CHÉCIA – 5
QUEM OS VIU JÁ NÃO OS VÊ
Tinha eu perguntado ao velhote do barco – que afinal é cinco anos mais novo que eu – qual a evolução económica do país desde que deixara de ser comunista e obtive meia resposta que eu já adivinhava e meia resposta que me deixou um pouco perplexo. Disse ele que antigamente, no tempo comunista, a economia checoslovaca se baseava na indústria pesada – cujo «fait divers» consistia na produção automobilística (Skoda, Tatra) – e de armamento para satisfação das necessidades militares da URSS e do Pacto de Varsóvia; actualmente a economia baseia-se no turismo e os antigos conglomerados industriais foram desmantelados sendo a actual Skoda propriedade da Volkswagen tendo uma dimensão de cerca de 5% do antigamente e a Tatra, propriedade de um consórcio internacional, fabrica apenas peças para camiões de marcas estrangeiras.

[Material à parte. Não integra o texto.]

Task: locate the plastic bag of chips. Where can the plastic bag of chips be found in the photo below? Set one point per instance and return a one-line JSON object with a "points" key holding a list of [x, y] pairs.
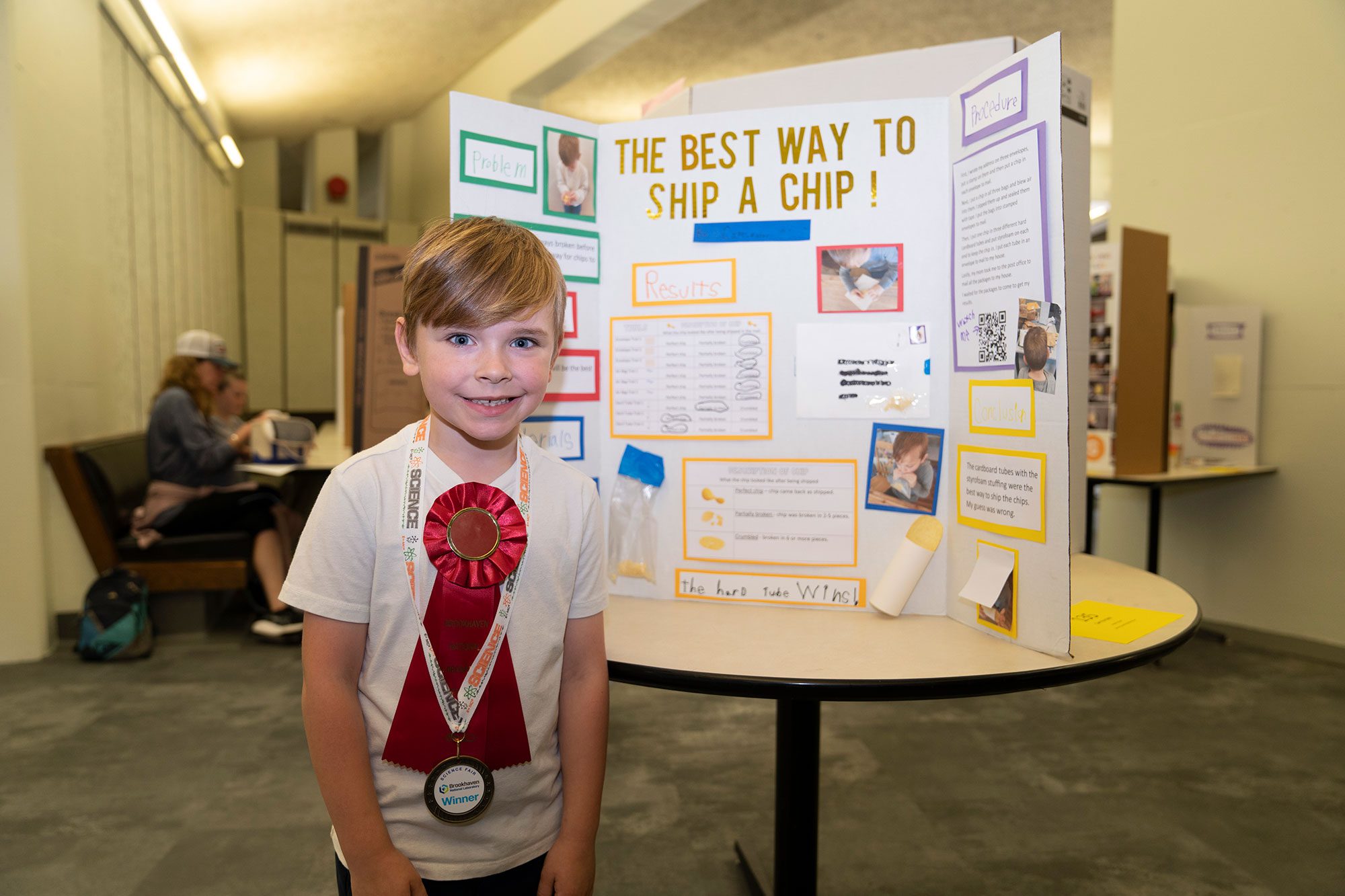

A parte da resposta que me deixou perplexo teve a ver com a importância do turismo que, a seu ver, é tudo o resto da economia checa: nada mais existe.
Fui ver...
... e constatei que logo à saída de Praga nos deparamos com uma agricultura pujante sem uma parcela ao abandono e com as culturas a entrar pelas aldeias. E o que significa isso? Pois é, significa a auto-suficiência alimentar nacional e um efeito multiplicador sobre o resto da economia que não tardará muito a produzir resultados na indústria e nos serviços. Não nos esqueçamos de que, ao contrário do que se passa connosco que temos uma das mais altas propensões marginais à importação, os checos mantêm uma cultura produtiva que deu provas sob um regime anacrónico e que nos há-de espantar dentro de não muito tempo, agora libertos de espartilhos dogmáticos que os obrigou a produzir muito lixo.
Mesmo sem entrarmos na componente mais importante, a tecnológica, atentemos apenas à estética desses Tatra que só deixaram de ser produzidos em 1999 depois de várias tentativas (falhadas) de lançamento de um modelo concorrencial no mercado automóvel aberto. Bem sabemos que «quem o feio ama, bonito lhe parece» mas há conceitos estéticos mínimos que nos permitem um largo consenso acerca do horrível e do belo puro. Estes eram carros que existiam à sombra do Decreto que os instituiu; caído o Decreto furaram-se-lhes os pneus... E não vi um único tanto em Praga como na quase centena de quilómetros até Kutná Hora.
Curioso, este desaparecimento do parque automóvel comunista. Tinha peste ou alguma moléstia semelhante (níveis de consumo e de poluição exorbitantes) e já só devem restar exemplares nalgum museu que não visitei.
Mas fiz outras visitas e foi maravilhado com a paisagem agrícola que fui ver uma mórbida capela decorada com os ossos de cerca de 14 mil defuntos que em nada se assemelha com a nossa de Évora, na Igreja de S. Francisco, cujos ossos integram as paredes mas não servem para chacota.